Alexandra Harris’s extraordinary book Weatherland is a remarkable look at how important the weather is to the British identity. Part historical document, part scientific record, part literary analysis. It’s a linguistic delve into the importance of the topic to the writers and artists who lived under the mercurial British skies, and to their audiences. As she says, “Weather is one of the most powerful threads holding us together: it is what we share with everyone else who is in it or under it.”
Harris harkens back as far as England itself, to the Anglo-Saxon period, moving forward through history to reinterpret Chaucer’s famous prologue, and examine Shakespeare’s obsession with an England dominated by storms both literal and dramatic. She looks at creators and critics like Milton, Keats, Turner, the Bronte sisters, and Ruskin, to name a few. By delving into art and literature through time she provides a window into the weather real people were experiencing and their relationship to it. Her prose is clear and crackles with energy – she is excited by these ideas and makes the reader excited, too.

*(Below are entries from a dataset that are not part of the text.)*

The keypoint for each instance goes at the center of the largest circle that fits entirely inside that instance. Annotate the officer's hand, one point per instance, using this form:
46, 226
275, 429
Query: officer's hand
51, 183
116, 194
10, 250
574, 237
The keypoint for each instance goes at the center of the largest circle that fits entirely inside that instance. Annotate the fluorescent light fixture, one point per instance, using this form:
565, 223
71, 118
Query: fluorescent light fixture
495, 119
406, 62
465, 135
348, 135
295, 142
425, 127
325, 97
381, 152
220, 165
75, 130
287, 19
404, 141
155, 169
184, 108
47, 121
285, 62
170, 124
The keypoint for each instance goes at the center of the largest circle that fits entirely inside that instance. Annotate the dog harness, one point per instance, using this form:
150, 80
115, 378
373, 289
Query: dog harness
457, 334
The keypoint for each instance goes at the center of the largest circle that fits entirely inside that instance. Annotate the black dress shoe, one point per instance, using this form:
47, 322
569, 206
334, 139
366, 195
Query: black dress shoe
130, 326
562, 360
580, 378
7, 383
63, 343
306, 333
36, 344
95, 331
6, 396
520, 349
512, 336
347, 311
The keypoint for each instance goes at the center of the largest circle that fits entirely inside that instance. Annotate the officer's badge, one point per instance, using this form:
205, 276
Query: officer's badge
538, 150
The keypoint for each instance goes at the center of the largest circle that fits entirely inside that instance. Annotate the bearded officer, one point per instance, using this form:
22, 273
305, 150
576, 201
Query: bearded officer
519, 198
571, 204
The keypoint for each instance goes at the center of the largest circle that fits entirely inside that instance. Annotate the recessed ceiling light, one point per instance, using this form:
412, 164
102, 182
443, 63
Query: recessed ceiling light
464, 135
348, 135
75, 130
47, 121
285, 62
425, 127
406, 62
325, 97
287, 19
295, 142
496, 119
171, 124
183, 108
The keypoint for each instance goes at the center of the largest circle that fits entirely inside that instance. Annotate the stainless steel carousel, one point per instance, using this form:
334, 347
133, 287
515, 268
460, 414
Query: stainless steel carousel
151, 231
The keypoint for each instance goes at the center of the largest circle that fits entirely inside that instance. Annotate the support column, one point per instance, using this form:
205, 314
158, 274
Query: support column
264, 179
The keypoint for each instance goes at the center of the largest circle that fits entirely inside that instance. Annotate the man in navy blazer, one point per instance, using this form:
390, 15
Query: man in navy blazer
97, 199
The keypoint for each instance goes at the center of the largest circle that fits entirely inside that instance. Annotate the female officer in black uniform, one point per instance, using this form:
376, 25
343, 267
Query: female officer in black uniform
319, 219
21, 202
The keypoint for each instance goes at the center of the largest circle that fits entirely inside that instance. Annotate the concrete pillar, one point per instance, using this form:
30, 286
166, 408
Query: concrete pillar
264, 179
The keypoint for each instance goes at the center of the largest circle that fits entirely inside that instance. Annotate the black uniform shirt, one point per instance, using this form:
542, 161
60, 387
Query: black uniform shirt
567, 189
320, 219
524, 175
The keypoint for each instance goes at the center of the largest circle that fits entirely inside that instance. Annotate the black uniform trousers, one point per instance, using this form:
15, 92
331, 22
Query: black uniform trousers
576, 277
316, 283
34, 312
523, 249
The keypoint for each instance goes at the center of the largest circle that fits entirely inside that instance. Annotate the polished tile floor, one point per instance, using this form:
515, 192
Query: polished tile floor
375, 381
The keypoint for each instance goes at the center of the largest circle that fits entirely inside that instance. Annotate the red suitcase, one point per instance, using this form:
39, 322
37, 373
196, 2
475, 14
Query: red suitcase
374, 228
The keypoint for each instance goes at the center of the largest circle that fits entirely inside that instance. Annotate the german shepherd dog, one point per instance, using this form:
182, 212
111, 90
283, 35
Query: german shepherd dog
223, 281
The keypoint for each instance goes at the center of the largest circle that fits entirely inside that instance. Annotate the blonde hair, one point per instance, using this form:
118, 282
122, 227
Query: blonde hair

By the end of the book Harris has brought us to the present da- to the U.K. floods of recent years and a contemplation of what changes will occur in the English character as the weather we experience changes measurably due to global warming, “We have arrived, in the twenty-first century, at a crucial juncture in the story of weather. Unless decisive action is taken very soon, the next generation will see the last of the weather we know…We will have written our own ending to the history of life in a temperate climate.”
This is a book I will refer back to many times. Highly recommended, especially to lovers of literature, art, nature, and the phrase, “lovely day, isn’t it?”
Weatherland by Alexandra Harris was published by Thames & Hudson in 2016.